Choisir la question ne résout que la moitié du problème de management. Une expérimentation techniquement crédible peut produire peu de valeur business si personne ne s’est accordé sur ce que ses différents résultats déclencheront. Une fois le résultat connu, les plans existants, les engagements commerciaux et les désaccords méthodologiques peuvent influencer la décision. La direction peut réduire cette ambiguïté en définissant à l’avance des trajectoires de réponse.

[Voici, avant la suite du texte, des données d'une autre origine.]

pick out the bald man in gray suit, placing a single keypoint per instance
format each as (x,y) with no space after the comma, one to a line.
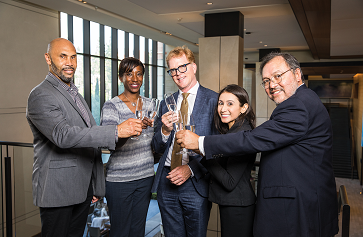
(67,169)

Avant d’organiser le test, l’équipe peut consigner des plages de résultats plausibles et l’action associée à chacune. Cela relie la mesure à l’action managériale et oblige à expliciter les critères de décision avant que les résultats ne soient connus.

Cette séquence sépare deux jugements. Avant l’expérimentation, la direction décide quel niveau de performance incrémentale rend un investissement économiquement attractif et quelles actions justifient les différents niveaux. Ensuite, l’équipe évalue la validité du test et identifie quelle trajectoire préalablement convenue est étayée par les preuves. Le préengagement rend explicite toute modification ultérieure de ces règles de décision.

L’économie du modèle peut rendre ces trajectoires concrètes. Prenons un programme paid social illustratif de grande ampleur avec une marge de contribution avant publicité de 50 %. Si la moitié du chiffre d’affaires incrémental est disponible avant la dépense publicitaire, le programme a besoin d’environ 2,0 de retour incrémental sur dépenses publicitaires (iROAS) pour couvrir les montants investis en publicité. Le seuil de 2,0 découle de ces unit economics illustratives ; une autre entreprise établirait son seuil à partir de ses propres marges et coûts.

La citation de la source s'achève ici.